Tesla es una empresa cuya principal actividad es la fabricación y venta de coches 100% eléctricos, ofreciendo también techos solares para viviendas. Cualquiera diría que con dicha actividad es evidente su compromiso medioambiental y el cumplimiento de los criterios ASG. La duda, o la incoherencia, surge cuando la empresa decide destinar 1.500 millones de dólares de su tesorería a adquirir bitcoins. Dicha inversión bajo ningún concepto se puede considerar respetuosa con el medioambiente. Dicha criptomoneda se caracteriza por un consumo enorme de energía.

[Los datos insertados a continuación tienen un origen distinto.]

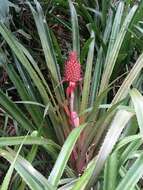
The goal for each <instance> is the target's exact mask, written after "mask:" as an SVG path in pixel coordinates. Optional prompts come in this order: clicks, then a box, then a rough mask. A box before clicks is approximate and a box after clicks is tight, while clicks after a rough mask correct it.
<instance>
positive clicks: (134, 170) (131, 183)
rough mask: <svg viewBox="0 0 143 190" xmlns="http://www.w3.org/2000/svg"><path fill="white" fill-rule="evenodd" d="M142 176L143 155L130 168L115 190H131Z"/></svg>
mask: <svg viewBox="0 0 143 190" xmlns="http://www.w3.org/2000/svg"><path fill="white" fill-rule="evenodd" d="M142 175H143V154H141V155H140V156H139V158H138V159H137V160H136V161H135V163H134V164H133V165H132V166H131V168H130V169H129V171H128V172H127V174H126V175H125V177H124V178H123V179H122V181H121V182H120V183H119V185H118V186H117V187H116V190H123V189H124V190H129V189H130V190H132V189H133V188H134V187H135V185H136V184H137V182H138V181H139V179H140V178H141V177H142Z"/></svg>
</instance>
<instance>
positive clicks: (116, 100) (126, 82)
mask: <svg viewBox="0 0 143 190" xmlns="http://www.w3.org/2000/svg"><path fill="white" fill-rule="evenodd" d="M142 68H143V54H141V55H140V56H139V58H138V59H137V61H136V63H135V65H134V66H133V68H132V69H131V70H130V73H129V74H128V75H127V77H126V78H125V80H124V82H123V83H122V85H121V87H120V88H119V90H118V92H117V93H116V95H115V97H114V98H113V100H112V104H114V103H117V102H118V101H121V100H122V99H124V98H125V97H126V96H127V94H128V93H129V89H130V87H131V85H132V84H133V82H134V81H135V79H136V78H137V77H138V76H139V73H140V72H141V70H142Z"/></svg>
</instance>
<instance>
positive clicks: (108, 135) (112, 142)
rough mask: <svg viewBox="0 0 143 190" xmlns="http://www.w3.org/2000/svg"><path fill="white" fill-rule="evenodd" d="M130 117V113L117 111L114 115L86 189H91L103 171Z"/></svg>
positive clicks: (101, 147) (99, 151)
mask: <svg viewBox="0 0 143 190" xmlns="http://www.w3.org/2000/svg"><path fill="white" fill-rule="evenodd" d="M132 116H133V114H132V113H131V112H127V111H125V110H119V111H118V112H117V113H116V115H115V117H114V119H113V121H112V123H111V125H110V128H109V131H108V132H107V134H106V137H105V139H104V141H103V144H102V146H101V148H100V150H99V153H98V155H97V159H96V161H95V166H94V171H93V173H92V176H91V178H90V180H89V183H88V187H91V186H92V185H93V184H94V183H95V181H96V180H97V177H98V175H99V174H100V172H101V170H102V169H103V166H104V164H105V161H106V159H107V158H108V156H109V154H110V153H111V151H112V150H113V147H114V145H115V144H116V142H117V140H118V138H119V137H120V135H121V132H122V130H123V129H124V128H125V126H126V124H127V123H128V121H129V120H130V119H131V117H132Z"/></svg>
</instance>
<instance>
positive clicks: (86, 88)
mask: <svg viewBox="0 0 143 190" xmlns="http://www.w3.org/2000/svg"><path fill="white" fill-rule="evenodd" d="M91 38H93V40H92V42H91V44H90V46H89V51H88V57H87V62H86V70H85V74H84V84H83V90H82V101H81V108H80V112H83V111H84V110H86V109H87V108H88V103H89V92H90V83H91V76H92V65H93V57H94V45H95V36H94V32H93V31H91Z"/></svg>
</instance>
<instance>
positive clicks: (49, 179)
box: [48, 124, 86, 186]
mask: <svg viewBox="0 0 143 190" xmlns="http://www.w3.org/2000/svg"><path fill="white" fill-rule="evenodd" d="M85 126H86V124H84V125H81V126H79V127H77V128H75V129H73V131H72V132H71V133H70V135H69V136H68V138H67V140H66V141H65V143H64V145H63V147H62V150H61V152H60V154H59V156H58V159H57V161H56V163H55V165H54V168H53V169H52V172H51V174H50V176H49V178H48V181H49V182H50V183H51V184H52V185H53V186H58V184H59V181H60V178H61V176H62V174H63V172H64V169H65V167H66V164H67V162H68V159H69V157H70V154H71V152H72V150H73V148H74V145H75V143H76V140H77V139H78V137H79V135H80V134H81V132H82V130H83V129H84V128H85Z"/></svg>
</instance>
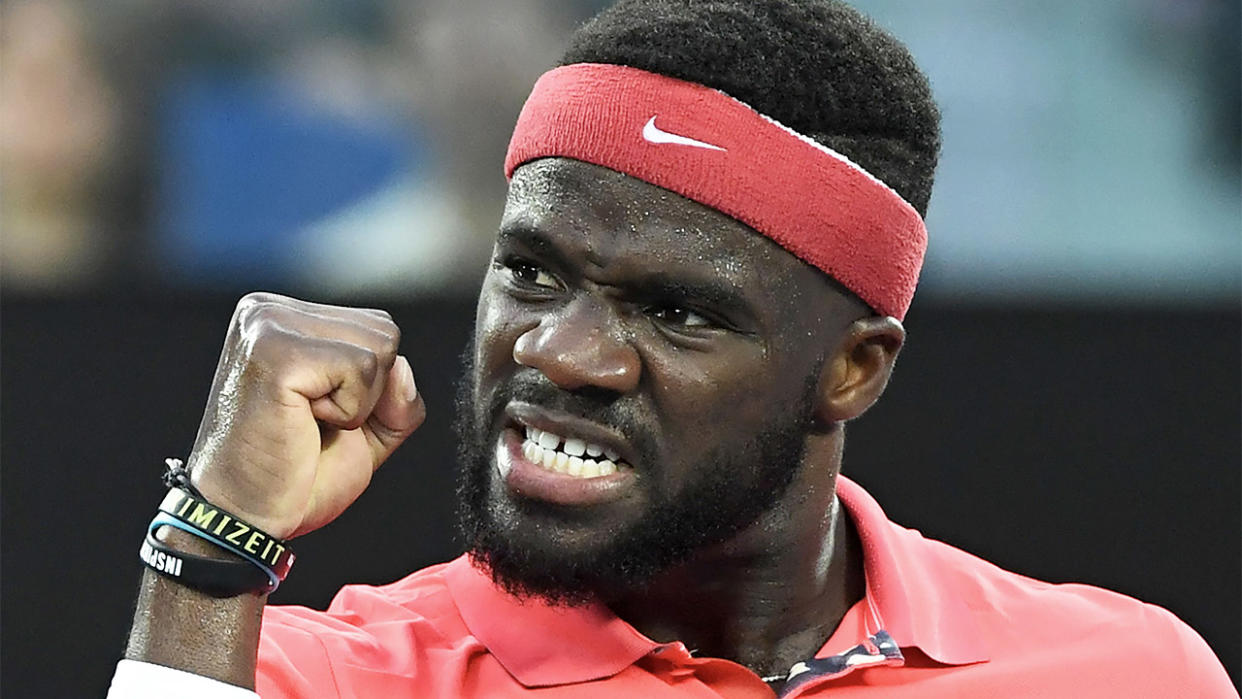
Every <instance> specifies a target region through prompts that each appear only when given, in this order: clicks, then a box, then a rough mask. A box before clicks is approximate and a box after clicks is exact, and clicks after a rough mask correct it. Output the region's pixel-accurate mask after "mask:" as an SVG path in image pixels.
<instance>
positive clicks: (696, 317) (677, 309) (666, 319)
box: [647, 305, 713, 328]
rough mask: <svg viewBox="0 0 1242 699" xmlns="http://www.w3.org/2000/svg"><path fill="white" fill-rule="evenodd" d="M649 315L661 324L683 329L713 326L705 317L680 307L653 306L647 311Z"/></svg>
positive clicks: (659, 305) (664, 305)
mask: <svg viewBox="0 0 1242 699" xmlns="http://www.w3.org/2000/svg"><path fill="white" fill-rule="evenodd" d="M647 314H648V315H651V317H652V318H655V319H657V320H660V322H661V323H664V324H667V325H678V327H681V328H710V327H712V325H713V323H712V322H710V320H708V319H707V318H704V317H703V315H699V314H698V313H694V312H693V310H691V309H688V308H682V307H679V305H653V307H651V308H648V309H647Z"/></svg>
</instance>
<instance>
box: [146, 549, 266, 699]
mask: <svg viewBox="0 0 1242 699" xmlns="http://www.w3.org/2000/svg"><path fill="white" fill-rule="evenodd" d="M160 539H163V540H164V541H165V543H168V545H170V546H174V548H176V549H178V550H181V551H185V552H189V554H197V555H207V556H212V555H226V554H224V552H222V551H221V550H220V549H217V548H216V546H214V545H212V544H209V543H206V541H202V540H199V539H196V538H194V536H191V535H189V534H185V533H183V531H178V530H173V531H169V533H168V536H161V538H160ZM266 601H267V596H266V595H263V596H260V595H252V593H246V595H240V596H237V597H227V598H222V600H221V598H215V597H211V596H209V595H205V593H202V592H199V591H196V590H191V589H189V587H185V586H183V585H179V584H176V582H173V581H171V580H168V579H165V577H161V576H160V575H159V574H156V572H154V571H152V570H148V571H145V572H144V574H143V581H142V587H140V590H139V595H138V608H137V610H135V612H134V625H133V628H132V629H130V633H129V644H128V647H127V648H125V658H129V659H132V661H142V662H145V663H155V664H160V665H165V667H170V668H176V669H180V670H185V672H190V673H194V674H200V675H204V677H209V678H212V679H219V680H221V682H227V683H230V684H236V685H238V687H245V688H247V689H253V687H255V663H256V657H257V653H258V632H260V625H261V621H262V612H263V605H265V603H266Z"/></svg>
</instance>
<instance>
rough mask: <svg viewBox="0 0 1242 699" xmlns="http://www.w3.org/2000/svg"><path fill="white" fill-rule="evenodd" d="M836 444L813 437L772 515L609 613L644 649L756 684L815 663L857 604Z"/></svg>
mask: <svg viewBox="0 0 1242 699" xmlns="http://www.w3.org/2000/svg"><path fill="white" fill-rule="evenodd" d="M843 442H845V437H843V430H842V428H841V427H840V426H837V427H835V428H833V430H831V431H828V432H826V433H822V435H815V436H812V437H811V441H810V442H809V444H807V449H806V457H805V458H804V462H802V466H801V468H800V473H799V476H797V478H796V479H795V480H794V483H792V485H791V487H790V488H789V492H787V493H786V494H785V497H784V498H782V499H781V500H780V502H779V503H777V505H776V507H774V508H773V509H771V510H769V512H768V513H765V514H764V516H761V518H760V519H759V520H758V521H755V523H754V524H753V525H750V526H749V528H748V529H745V530H744V531H741V533H740V534H738V535H737V536H734V538H733V539H730V540H728V541H725V543H723V544H720V545H717V546H713V548H710V549H708V550H704V551H702V552H699V554H698V555H696V556H694V557H693V559H692V560H689V561H687V562H686V564H682V565H681V566H678V567H676V569H672V570H669V571H667V572H666V574H663V575H662V576H661V577H658V579H657V580H656V581H653V582H652V584H651V585H650V586H647V587H645V589H642V590H641V591H635V592H632V593H627V595H623V596H620V597H616V598H612V600H610V607H611V608H612V610H614V612H616V613H617V616H620V617H621V618H623V620H626V621H627V622H630V623H631V625H632V626H633V627H635V628H637V629H638V631H640V632H642V633H643V634H646V636H647V637H648V638H651V639H653V641H658V642H671V641H681V642H683V643H684V644H686V646H687V647H688V648H691V649H692V651H696V652H697V654H700V656H710V657H717V658H727V659H732V661H735V662H739V663H741V664H744V665H746V667H749V668H750V669H751V670H754V672H756V673H759V674H760V675H764V677H766V675H775V674H780V675H784V674H785V673H786V672H787V670H789V668H790V667H791V665H792V664H794V663H796V662H799V661H805V659H807V658H811V657H814V656H815V653H816V652H817V651H818V649H820V647H821V646H822V644H823V642H825V641H826V639H827V638H828V636H831V634H832V632H833V631H835V629H836V627H837V625H838V623H840V622H841V618H842V617H843V616H845V613H846V611H848V610H850V607H851V606H852V605H853V603H854V602H857V601H858V600H861V598H862V596H863V586H864V582H863V572H862V570H863V569H862V549H861V545H859V543H858V538H857V535H856V534H854V531H853V525H852V524H851V523H850V518H848V516H846V513H845V512H843V509H842V508H841V507H840V505H838V504H837V499H836V476H837V473H838V472H840V469H841V454H842V449H843Z"/></svg>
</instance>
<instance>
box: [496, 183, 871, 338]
mask: <svg viewBox="0 0 1242 699" xmlns="http://www.w3.org/2000/svg"><path fill="white" fill-rule="evenodd" d="M498 243H499V248H498V250H501V251H502V252H508V251H513V250H515V248H517V250H525V251H528V252H529V253H534V255H535V256H537V259H540V261H545V262H550V261H556V262H555V267H556V268H561V267H575V266H578V264H585V266H587V267H591V268H595V269H597V271H599V272H600V273H601V274H602V276H600V277H599V279H601V281H606V279H609V278H615V279H616V281H617V283H620V284H622V286H625V284H627V283H630V282H633V281H635V279H638V278H642V279H646V283H647V286H660V284H662V286H663V287H664V288H666V289H668V291H672V289H673V288H674V287H678V286H693V287H696V289H698V291H699V292H703V293H697V294H696V295H702V297H709V295H710V297H713V298H717V300H718V302H722V303H723V302H724V298H723V297H734V295H737V294H739V293H740V294H741V295H748V294H751V293H755V291H756V289H761V293H758V294H756V295H755V297H754V299H753V300H755V302H756V303H760V297H764V298H766V297H768V295H774V297H776V300H781V302H785V300H787V302H791V303H792V304H795V305H799V307H800V308H801V309H802V310H800V312H799V313H805V312H806V310H807V309H810V308H817V309H818V310H820V312H825V313H827V312H828V310H830V309H833V308H838V305H840V304H841V303H842V302H845V305H840V308H841V310H842V312H843V313H845V314H848V315H851V317H852V318H858V317H861V315H866V314H867V310H866V308H864V304H863V303H862V302H859V300H858V299H857V298H856V297H854V295H853V294H852V293H850V292H848V291H847V289H842V288H841V287H840V284H837V283H836V282H835V281H833V279H831V278H830V277H828V276H826V274H823V272H821V271H820V269H816V268H815V267H811V266H810V264H807V263H806V262H804V261H801V259H799V258H797V257H795V256H794V255H791V253H790V252H789V251H786V250H782V248H781V247H780V246H777V245H776V243H775V242H773V241H771V240H769V238H768V237H765V236H761V235H759V233H758V232H755V231H754V230H753V228H750V227H749V226H746V225H745V223H743V222H740V221H737V220H735V219H733V217H730V216H727V215H724V214H722V212H719V211H717V210H714V209H710V207H708V206H704V205H702V204H699V202H697V201H693V200H689V199H686V197H683V196H681V195H678V194H674V192H671V191H668V190H664V189H661V187H657V186H655V185H651V184H648V183H645V181H642V180H638V179H636V178H632V176H630V175H625V174H622V173H617V171H615V170H609V169H606V168H602V166H599V165H592V164H590V163H584V161H580V160H574V159H569V158H543V159H538V160H534V161H530V163H527V164H525V165H522V166H520V168H518V169H517V170H515V171H514V174H513V179H512V181H510V186H509V197H508V200H507V202H505V210H504V216H503V219H502V221H501V228H499V232H498ZM614 276H616V277H614ZM621 279H627V281H626V282H621ZM709 288H715V289H719V291H720V292H719V293H717V294H714V295H713V294H709V293H705V292H707V291H708V289H709ZM748 288H749V289H750V292H745V293H744V292H743V289H748ZM682 291H684V289H682ZM673 295H676V294H673ZM781 304H784V303H781Z"/></svg>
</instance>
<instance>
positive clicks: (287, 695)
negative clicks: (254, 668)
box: [257, 564, 482, 697]
mask: <svg viewBox="0 0 1242 699" xmlns="http://www.w3.org/2000/svg"><path fill="white" fill-rule="evenodd" d="M447 565H450V564H441V565H435V566H430V567H426V569H422V570H420V571H416V572H414V574H411V575H409V576H406V577H404V579H401V580H399V581H396V582H392V584H389V585H381V586H370V585H347V586H345V587H342V589H340V591H339V592H338V593H337V596H335V597H334V598H333V601H332V605H329V607H328V608H327V610H325V611H318V610H311V608H308V607H302V606H271V607H268V608H267V610H265V611H263V628H262V634H261V637H260V649H258V678H257V682H258V685H260V688H261V689H263V690H266V692H267V693H266V694H265V693H263V692H260V694H262V695H263V697H268V695H271V697H330V695H334V694H333V693H332V692H329V690H327V689H325V688H328V687H337V685H338V683H342V682H347V683H349V684H356V683H359V682H364V684H366V683H374V680H375V678H385V677H391V678H406V680H407V682H414V680H415V679H416V678H417V677H419V674H420V673H419V669H420V668H425V667H428V657H438V656H441V654H443V653H450V654H469V653H472V652H474V651H481V649H482V648H481V647H479V646H478V643H477V641H474V639H473V638H472V637H471V633H469V631H468V629H467V628H466V625H465V622H463V621H462V618H461V613H460V612H458V611H457V606H456V603H455V602H453V598H452V595H451V593H450V591H448V586H447V584H446V581H445V575H443V570H445V567H446V566H447ZM360 673H361V674H365V675H368V678H369V679H365V680H363V679H359V678H358V677H354V675H359V674H360ZM366 685H369V684H366Z"/></svg>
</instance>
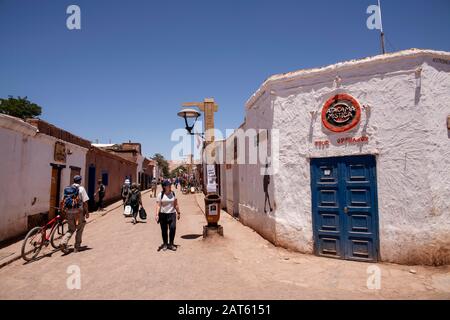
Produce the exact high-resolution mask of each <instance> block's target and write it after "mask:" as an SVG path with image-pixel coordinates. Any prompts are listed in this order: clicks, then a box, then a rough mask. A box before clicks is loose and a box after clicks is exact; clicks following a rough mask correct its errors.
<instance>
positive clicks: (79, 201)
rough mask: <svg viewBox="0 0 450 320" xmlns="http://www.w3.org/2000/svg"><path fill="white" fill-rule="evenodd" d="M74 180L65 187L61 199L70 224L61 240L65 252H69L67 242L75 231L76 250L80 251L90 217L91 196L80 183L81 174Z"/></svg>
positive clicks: (61, 204) (74, 232) (74, 248)
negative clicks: (73, 182)
mask: <svg viewBox="0 0 450 320" xmlns="http://www.w3.org/2000/svg"><path fill="white" fill-rule="evenodd" d="M73 182H74V183H73V184H72V185H71V186H68V187H66V188H64V197H63V200H62V201H61V210H62V211H63V212H64V213H65V214H66V219H67V224H68V225H69V229H68V230H67V232H66V234H65V235H64V237H63V239H62V242H61V250H62V251H63V252H64V253H67V252H68V249H67V244H68V242H69V240H70V238H71V237H72V235H73V234H74V233H75V232H76V235H75V247H74V252H78V251H80V249H81V240H82V235H83V230H84V226H85V225H86V219H88V218H89V211H88V201H89V196H88V195H87V192H86V189H85V188H84V187H83V186H81V185H80V184H81V176H78V175H77V176H75V177H74V178H73Z"/></svg>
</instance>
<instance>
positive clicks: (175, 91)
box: [0, 0, 450, 157]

Recientemente, la propia Secretaria del Tesoro estadounidense, Janet Yellen destacó la enorme cantidad de energía consumida en las transacciones con bitcoins. El propio diseño del bitcoin, y de muchas criptomonedas, hace que el consumo de energía en la obtención de dichas criptomonedas cada vez sea mayor.

En el caso del bitcoin la cantidad máxima que pueden crearse (minarse) es de 21 millones. La creación de un bitcoin requiere la resolución de un algoritmo matemático que se va complicando cada vez que se ha resuelto el algoritmo anterior. Cuantos menos bitcoin quedan por extraerse, más complicado es el algoritmo y más capacidad de computación es necesaria y, por tanto, más energía es consumida. Al inicio del bitcoin, en 2009, era posible resolver el algoritmo matemático incluso con un ordenador casero. Hoy en día, ya se han extraído cerca de 19 millones de bitcoins, y la capacidad de cálculo necesaria para intentar obtener un nuevo bitcoin es astronómica. Actualmente se consume una capacidad de cálculo de al menos 160 trillones (dieciséis ceros) por segundo.

Obviamente, para disponer de dicha capacidad de cálculo hace falta una enorme capacidad de computación de ordenadores que consumen energía. Es obvio que, a día de hoy, una gran parte del origen de dichas energías es de fuentes contaminantes.

Cuanto más sube el precio del bitcoin, mayor será el interés en "minar" nuevos bitcoins y mayor el consumo de energía. Este consumo de energía no tiene otro objetivo que obtener bitcoins y transaccionar con ellos. Se estima que el consumo de energía anual debido al bitcoin excede toda la energía consumida por los Países Bajos, o el 150% de la energía consumida por Chile.

Tras los comentarios anteriores, la duda real y práctica que puede tener un inversor, individual o institucional, es si Tesla después de invertir 1.500 millones de dólares en un activo que no cumple los mínimos criterios medioambientales puede seguir siendo considerada una inversión "ambientalmente responsable".

Independientemente de la calificación otorgada por las nacientes empresas calificadoras de criterios ASG, desde luego parece una gran incoherencia vender coches, en principio "medioambientalmente responsables" e invertir en bitcoins. La energía más respetuosa con el medioambiente es la que no se consume.